Re: The result of the plane 14 tag characters review.

From: Doug Ewell (dewell@adelphia.net)
Date: Wed Nov 13 2002 - 00:50:51 EST

  • Next message: Marco Cimarosti: "RE: The result of the plane 14 tag characters review."

    Kenneth Whistler <kenw at sybase dot com> wrote:

    > The Unicode Technical Committee would like to announce that no
    > formal decision has been taken regarding the deprecation of
    > Plane 14 language tag characters. The period for public review of
    > this issue will be extended until February 14, 2003.

    Gee, a press conference after all. Too bad my TV was turned off.

    No, seriously, thanks for the update. I'm glad to see the matter was
    considered worthy of further study. Hopefully other people who have an
    opinion on Plane 14 will contribute to the public review.

    Ken also wrote:

    > Doug's contribution would be
    > more convincing if it dropped away the irrelevancies about whether
    > the *function* of language tagging is useful and focussed completely
    > on the appropriateness of this *particular* set of characters on
    > Plane 14 as opposed to any other means of conveying the same
    > distinctions.

    That's why I included a "severability" clause, to the effect that if one
    of my arguments was bogus (or irrelevant) it shouldn't affect the
    credibility of the others.

    To answer the question "why Plane 14 plain-text instead of markup," I
    suppose I need to make the case that this meta-information is sometimes
    appropriate in short strings and labels where rich text is overkill.
    This was basically the argument put forth by the ACAP people. I did
    some homework on the MLSF proposal (a little late, I know) and saw that
    their primary perceived need was for tagging short strings in protocols
    which did not lend themselves to an additional rich-text layer.

    After seeing the MLSF tagging scheme, I agree more than ever that its
    deployment would have jeopardized the usefulness of UTF-8. Although the
    number of proposals like this to "extend" or "enhance" UTF-8 has
    diminished greatly since then, it would be a shame to see them resurface
    on the basis that "Unicode doesn't provide us any alternative."

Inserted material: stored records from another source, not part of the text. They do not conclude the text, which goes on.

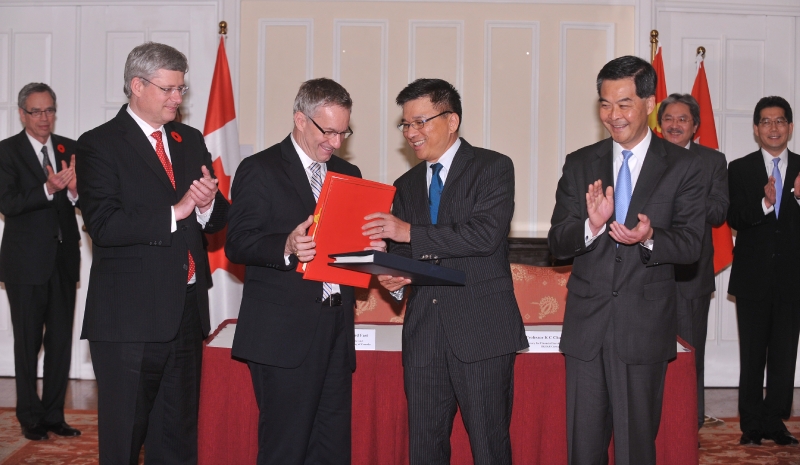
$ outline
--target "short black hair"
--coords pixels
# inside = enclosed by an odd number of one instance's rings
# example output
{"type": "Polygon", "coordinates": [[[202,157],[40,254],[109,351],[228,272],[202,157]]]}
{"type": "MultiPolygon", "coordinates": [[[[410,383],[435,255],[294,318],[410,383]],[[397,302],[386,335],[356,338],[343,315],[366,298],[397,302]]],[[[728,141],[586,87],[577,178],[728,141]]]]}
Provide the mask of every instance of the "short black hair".
{"type": "Polygon", "coordinates": [[[786,121],[789,123],[792,122],[792,106],[789,105],[789,102],[783,97],[771,95],[762,98],[756,103],[756,109],[753,112],[753,124],[758,126],[758,123],[761,121],[761,110],[773,107],[783,108],[783,115],[786,117],[786,121]]]}
{"type": "Polygon", "coordinates": [[[673,103],[682,103],[689,107],[689,113],[692,115],[692,126],[700,126],[700,105],[690,94],[669,94],[669,97],[662,100],[661,105],[658,107],[658,124],[661,124],[661,117],[664,116],[664,111],[673,103]]]}
{"type": "Polygon", "coordinates": [[[650,63],[632,55],[614,58],[603,66],[597,74],[597,95],[600,95],[600,87],[606,79],[618,81],[627,78],[633,78],[637,97],[647,98],[656,95],[658,83],[656,70],[650,63]]]}
{"type": "Polygon", "coordinates": [[[411,100],[423,97],[431,99],[437,110],[449,110],[458,115],[458,127],[461,127],[461,95],[444,79],[417,79],[397,94],[395,102],[402,107],[411,100]]]}

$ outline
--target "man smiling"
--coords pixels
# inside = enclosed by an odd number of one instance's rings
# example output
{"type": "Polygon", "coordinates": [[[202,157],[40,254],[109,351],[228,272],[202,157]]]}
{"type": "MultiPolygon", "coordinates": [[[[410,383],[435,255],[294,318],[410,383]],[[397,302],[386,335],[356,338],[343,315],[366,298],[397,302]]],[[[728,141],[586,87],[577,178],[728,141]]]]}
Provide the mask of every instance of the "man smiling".
{"type": "Polygon", "coordinates": [[[655,88],[655,70],[637,57],[600,70],[611,138],[569,154],[556,191],[550,251],[574,258],[560,346],[571,465],[607,463],[612,431],[615,463],[656,461],[676,355],[673,264],[699,257],[705,191],[698,157],[647,126],[655,88]]]}

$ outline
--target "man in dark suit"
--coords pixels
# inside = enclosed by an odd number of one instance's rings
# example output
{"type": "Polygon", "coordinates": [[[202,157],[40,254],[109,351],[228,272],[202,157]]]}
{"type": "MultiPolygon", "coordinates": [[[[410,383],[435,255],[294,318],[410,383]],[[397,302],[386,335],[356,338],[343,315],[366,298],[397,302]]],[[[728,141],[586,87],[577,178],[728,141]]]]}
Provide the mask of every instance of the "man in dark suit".
{"type": "Polygon", "coordinates": [[[25,129],[0,142],[0,212],[6,223],[0,281],[6,284],[14,329],[17,419],[30,440],[47,439],[48,431],[78,436],[81,432],[64,422],[81,260],[75,141],[52,133],[56,94],[47,84],[26,85],[17,104],[25,129]]]}
{"type": "Polygon", "coordinates": [[[678,336],[694,347],[694,362],[697,372],[697,427],[701,428],[705,415],[706,337],[708,336],[708,307],[714,285],[714,244],[711,228],[725,222],[728,212],[728,162],[723,153],[692,141],[700,126],[700,105],[689,94],[672,94],[658,107],[658,122],[664,139],[678,147],[684,147],[700,157],[705,172],[706,224],[700,260],[691,265],[675,266],[675,281],[678,282],[678,336]]]}
{"type": "Polygon", "coordinates": [[[676,355],[673,264],[700,257],[706,187],[700,158],[648,128],[655,89],[655,70],[641,58],[600,70],[600,120],[611,138],[569,154],[556,191],[550,251],[574,258],[560,346],[570,464],[606,463],[612,431],[615,463],[656,461],[676,355]]]}
{"type": "Polygon", "coordinates": [[[203,233],[225,227],[203,135],[174,123],[186,57],[148,42],[125,63],[130,99],[78,139],[76,172],[92,238],[81,337],[97,377],[101,464],[197,463],[211,273],[203,233]]]}
{"type": "Polygon", "coordinates": [[[736,247],[728,293],[739,326],[739,416],[743,445],[797,444],[783,424],[792,408],[800,334],[800,156],[787,149],[792,107],[764,97],[753,112],[761,150],[728,167],[728,223],[736,247]],[[764,397],[764,367],[767,394],[764,397]]]}
{"type": "Polygon", "coordinates": [[[475,463],[510,464],[514,361],[528,347],[506,241],[514,165],[458,137],[461,97],[450,83],[418,79],[396,102],[398,129],[423,163],[395,181],[392,215],[367,216],[365,234],[392,240],[391,253],[467,277],[463,287],[378,278],[396,297],[411,292],[403,325],[410,463],[450,463],[460,408],[475,463]]]}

    To me, the most difficult part of the "Save Plane 14" campaign seems to
    be convincing people that not every text problem lends itself to a
    markup solution. Without questioning the current and future importance
    of HTML and XML, there *is* text in the world that is not wrapped in one
    of these formats, and cannot be reasonably converted to them, yet still
    needs to be processed in some way.

    Judging from the discussion on the list last week, there also seems to
    be a perception that Plane 14 tags require a great deal of overhead,
    even to ignore them. I'd like to continue that discussion (especially
    since the public-review period has been extended) and ask:

    1. What extra processing is necessary to interpret Plane 14 tags that
    wouldn't be necessary to interpret any other form of tags?

    2. What extra processing is necessary to ignore Plane 14 tags that
    wouldn't be necessary to ignore any other Unicode character(s)?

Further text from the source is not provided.